Ce vocabulaire, Achille se l’approprie vite dans le roman.
Oui. Les « néo-convertis » sont les plus virulents, on met de l'eau dans son vin quand ça fait deux, trois ans qu'on pratique les idées. Je trouve qu'il y a de l'excès de zèle parmi les néo-convertis, il y a des gens avec qui on ne peut pas discuter quand ça fait très peu de temps qu'ils sont dans la cause, dans le mouvement. C'est un vrai problème que je voulais pointer. C'est d'ailleurs le cas de mon personnage, qui en un an, épouse totalement la cause et qui, soit pour se prouver à lui-même, soit pour prouver qu'il « en est », adopte une spirale un peu autodestructrice, en montant ce coup politique dont on ne va pas dévoiler l’intrigue. Il est en tout cas impossible d'imaginer qu'il s'en sorte indemne. Il le sait, il n'est pas con, mais comme il a trouvé un sens à sa vie, il met tous ses espoirs dedans.

Ce qui rejoint un autre concept que tu développes dans le roman, le « ticket de sortie », que l’on « brûle » ou pas. Peux-tu expliquer ce que tu entends par là ?
Le « ticket de sortie », c’est la capacité, ou pas, à pouvoir sortir du mouvement. C'est vraiment important car quand se déploie toute la répression [policière, étatique, NDLR], on se rend bien compte que certains ont une deuxième chance. Ce « ticket de sortie » dépend moins de l'intelligence que du capital social des gens. En réalité, ceux qui prennent le plus de risques, ceux qui « brûlent » leur ticket de sortie ce sont ceux qui font partie des classes dominés, selon moi. Un peu comme Fanny dans le roman. Si tu es bourgeois, il y a moins d’enjeu : si la révolution échoue ce sera dommage pour tes idéaux mais pas dommage pour toi. Ce pourquoi tu luttes ne représente pas une cause de survie.

Finalement, ton personnage part en guerre, comme un héros de révolution romantique presque. Il change complètement sa perception de la société.

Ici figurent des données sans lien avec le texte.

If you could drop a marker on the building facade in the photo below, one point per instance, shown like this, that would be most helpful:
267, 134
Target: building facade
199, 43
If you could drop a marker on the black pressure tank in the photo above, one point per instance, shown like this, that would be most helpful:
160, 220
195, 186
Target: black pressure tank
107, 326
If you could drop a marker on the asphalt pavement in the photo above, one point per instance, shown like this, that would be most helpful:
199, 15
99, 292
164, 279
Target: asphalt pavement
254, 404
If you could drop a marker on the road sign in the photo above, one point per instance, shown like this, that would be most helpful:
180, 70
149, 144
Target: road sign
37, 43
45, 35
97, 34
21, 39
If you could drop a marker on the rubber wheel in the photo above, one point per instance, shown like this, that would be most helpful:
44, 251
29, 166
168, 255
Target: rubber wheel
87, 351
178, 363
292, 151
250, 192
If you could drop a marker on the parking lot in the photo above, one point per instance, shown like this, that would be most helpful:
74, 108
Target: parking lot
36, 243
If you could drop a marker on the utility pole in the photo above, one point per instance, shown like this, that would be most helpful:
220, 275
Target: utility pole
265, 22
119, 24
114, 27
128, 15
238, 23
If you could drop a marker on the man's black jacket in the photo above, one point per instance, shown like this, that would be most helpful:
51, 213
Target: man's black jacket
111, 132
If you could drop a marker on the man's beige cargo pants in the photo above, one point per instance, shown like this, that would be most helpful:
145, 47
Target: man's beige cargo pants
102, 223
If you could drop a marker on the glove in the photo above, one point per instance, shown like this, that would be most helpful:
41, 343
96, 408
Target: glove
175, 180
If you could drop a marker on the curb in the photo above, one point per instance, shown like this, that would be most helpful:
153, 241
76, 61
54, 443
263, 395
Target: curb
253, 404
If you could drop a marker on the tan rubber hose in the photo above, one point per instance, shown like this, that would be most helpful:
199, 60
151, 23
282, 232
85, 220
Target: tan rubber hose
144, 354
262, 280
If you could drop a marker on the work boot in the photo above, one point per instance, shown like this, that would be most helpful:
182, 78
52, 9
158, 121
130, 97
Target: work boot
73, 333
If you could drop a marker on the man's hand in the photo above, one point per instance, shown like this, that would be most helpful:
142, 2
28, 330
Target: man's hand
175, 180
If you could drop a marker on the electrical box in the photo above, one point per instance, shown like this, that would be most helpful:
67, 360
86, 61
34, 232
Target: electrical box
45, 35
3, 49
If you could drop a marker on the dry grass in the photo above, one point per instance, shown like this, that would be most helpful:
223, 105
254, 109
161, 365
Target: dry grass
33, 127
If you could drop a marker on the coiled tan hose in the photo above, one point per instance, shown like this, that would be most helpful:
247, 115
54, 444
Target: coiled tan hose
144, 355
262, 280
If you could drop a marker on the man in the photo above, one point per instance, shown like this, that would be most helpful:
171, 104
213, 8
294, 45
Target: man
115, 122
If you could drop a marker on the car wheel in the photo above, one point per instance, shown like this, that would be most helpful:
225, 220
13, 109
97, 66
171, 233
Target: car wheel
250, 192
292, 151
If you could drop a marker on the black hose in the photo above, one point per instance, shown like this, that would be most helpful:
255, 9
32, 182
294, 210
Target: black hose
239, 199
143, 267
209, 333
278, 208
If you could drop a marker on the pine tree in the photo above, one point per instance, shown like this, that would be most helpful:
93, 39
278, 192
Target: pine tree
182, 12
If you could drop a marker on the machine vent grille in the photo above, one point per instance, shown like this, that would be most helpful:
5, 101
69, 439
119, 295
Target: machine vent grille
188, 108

Oui, son idéal est révolutionnaire. Le personnage de Yann lui parle de guerre et il adhère. Affirmer que l'on vit en paix, c’est refuser de remettre certaines choses en question. On le voit avec les « gilets jaunes » aussi. S'il y a des gens prêts à foncer au transpalette sur la porte de Benjamin Griveaux, c'est bien que nous ne sommes pas en paix. Et puis, on se rend compte qu'Achille s'emmerdait avant. Il trouve un sens à sa vie mais également des gens à qui il a envie de ressembler. À la fin du livre, sans dévoiler l'histoire, il sait qu'il s'embarque dans un truc difficile, il déprime. C'est un élément déclencheur car c'est la fin d'une certaine insouciance. Ce qu'ils ont construit s'effondre.